The retrieval system combines semantic search with exact-term search. Dense embeddings help with meaning; BM25 helps with domain-specific terms, part names, and technical phrases. Results from the selected source collections are merged and reranked before answer generation.
The internal version exposes hierarchical source filtering, so users can narrow retrieval by source, mailbox, PDF folder, wiki section, or document. This became useful both as a product feature and as a debugging tool. The public version is deliberately simpler. It searches the knowledge base but hides filters and internal references. That decision reflects the sensitivity of the source material: the assistant can use internal knowledge without exposing the internal archive itself.
The system runs on a company-owned server in Docker, exposing two endpoints from the same backend: a public assistant and a protected internal assistant. Ingestion remains offline: vector indices are built locally, shipped to the server, and only loaded in production.
Phoenix tracing provides observability into retrieval, LLM calls, and answer generation. It was useful for debugging the email hallucination issue by tracing a suspicious answer back through retrieval into the indexed source material, and it also creates a path for turning weak answers or retrieval misses into future evaluation cases.
Quality is handled through two layers: retrieval evaluation and software testing. Evaluation measures whether the system retrieves the right context, using hit rate, MRR, generated test sets, and hand-written golden queries. The test suite protects the implementation itself (RAG core, source filtering, loaders, storage, prompts, ingestion caches, and CLIs) with 641 test functions across 38 files.

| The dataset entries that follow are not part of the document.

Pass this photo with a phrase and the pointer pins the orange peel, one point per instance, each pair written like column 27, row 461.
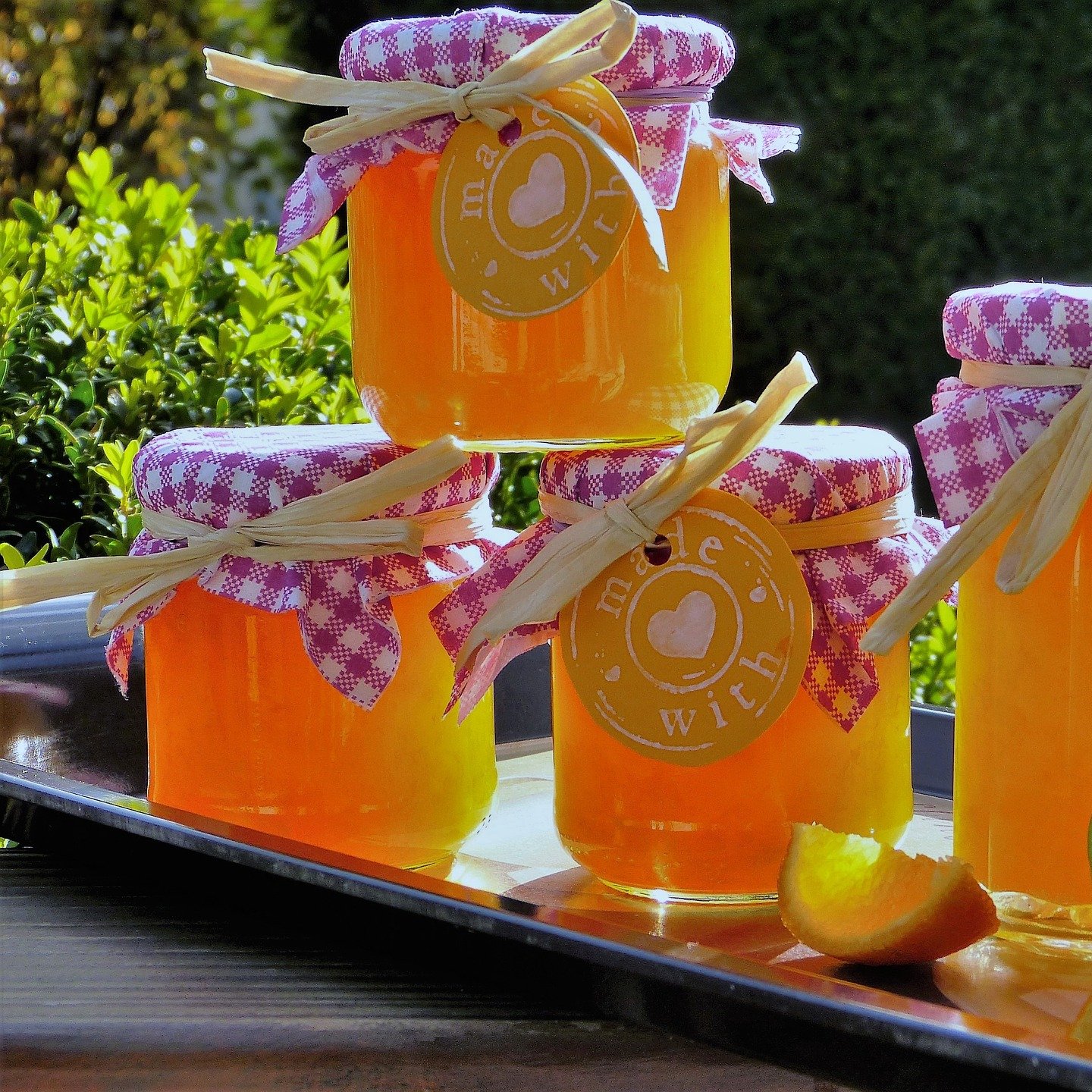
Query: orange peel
column 864, row 902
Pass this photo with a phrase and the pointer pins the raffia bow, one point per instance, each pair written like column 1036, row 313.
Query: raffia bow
column 377, row 107
column 1049, row 484
column 582, row 551
column 330, row 526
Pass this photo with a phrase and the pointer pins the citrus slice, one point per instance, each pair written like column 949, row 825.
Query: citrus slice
column 864, row 902
column 1082, row 1030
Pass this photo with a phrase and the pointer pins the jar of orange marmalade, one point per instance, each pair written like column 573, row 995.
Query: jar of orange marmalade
column 692, row 723
column 1024, row 725
column 629, row 355
column 306, row 698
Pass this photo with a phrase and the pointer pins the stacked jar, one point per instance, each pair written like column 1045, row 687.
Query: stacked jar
column 538, row 259
column 687, row 741
column 557, row 277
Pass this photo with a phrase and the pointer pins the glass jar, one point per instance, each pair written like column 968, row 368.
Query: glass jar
column 698, row 803
column 633, row 359
column 245, row 730
column 294, row 682
column 1024, row 726
column 1024, row 721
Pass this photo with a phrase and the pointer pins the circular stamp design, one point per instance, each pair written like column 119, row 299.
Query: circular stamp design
column 689, row 659
column 523, row 226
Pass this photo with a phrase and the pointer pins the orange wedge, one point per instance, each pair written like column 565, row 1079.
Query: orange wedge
column 1082, row 1030
column 864, row 902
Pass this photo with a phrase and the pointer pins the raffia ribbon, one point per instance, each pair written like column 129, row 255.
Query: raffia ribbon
column 1050, row 484
column 330, row 526
column 377, row 107
column 881, row 520
column 583, row 550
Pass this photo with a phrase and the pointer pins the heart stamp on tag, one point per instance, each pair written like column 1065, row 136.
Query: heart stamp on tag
column 523, row 226
column 690, row 661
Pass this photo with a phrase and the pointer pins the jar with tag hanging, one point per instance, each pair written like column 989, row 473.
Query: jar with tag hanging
column 531, row 270
column 709, row 690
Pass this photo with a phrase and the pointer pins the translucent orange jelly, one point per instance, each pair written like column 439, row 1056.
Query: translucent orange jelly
column 721, row 831
column 243, row 729
column 1024, row 725
column 633, row 359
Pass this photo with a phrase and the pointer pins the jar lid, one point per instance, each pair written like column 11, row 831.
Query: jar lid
column 670, row 50
column 799, row 473
column 220, row 476
column 1021, row 322
column 670, row 70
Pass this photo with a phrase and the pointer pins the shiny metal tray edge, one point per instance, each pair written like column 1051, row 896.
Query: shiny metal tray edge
column 843, row 1006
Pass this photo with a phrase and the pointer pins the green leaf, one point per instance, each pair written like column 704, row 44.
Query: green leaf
column 27, row 214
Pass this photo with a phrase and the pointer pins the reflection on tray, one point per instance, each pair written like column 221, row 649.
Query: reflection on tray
column 1042, row 990
column 76, row 725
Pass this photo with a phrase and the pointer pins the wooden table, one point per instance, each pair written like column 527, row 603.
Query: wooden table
column 124, row 968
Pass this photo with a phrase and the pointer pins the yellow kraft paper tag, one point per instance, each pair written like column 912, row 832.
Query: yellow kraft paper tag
column 523, row 228
column 692, row 660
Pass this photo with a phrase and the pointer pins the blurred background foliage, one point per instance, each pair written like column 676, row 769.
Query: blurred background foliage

The most useful next step would be evaluation-driven improvement: use Phoenix traces, user feedback, and real questions to expand the evaluation set, then tune chunking, retrieval depth, reranking, source weighting, and dense/BM25 balance against observed failure cases.
The larger opportunity would be knowledge consolidation. Email and WhatsApp extraction currently preserves threads and conversations for provenance, but related information remains spread across many records. A derived topic-based, wiki-like layer could cluster and synthesize those extractions while preserving source links, making the knowledge base easier to retrieve from, maintain, and navigate with an agent.
OceanPhysics AI is now a deployed support assistant over the company’s technical knowledge. Public users get a simpler way to ask questions about HF radar systems. Internal users get a more inspectable tool with filtering, citations, and developer controls. From an engineering perspective, the project demonstrates an end-to-end production RAG system: source-specific ingestion, vector indexing, hybrid retrieval, reranking, chat orchestration, Docker deployment, evaluation, and testing. The part I am most proud of is the transformation itself: turning messy raw archives, especially years of email conversations, into a usable technical knowledge base.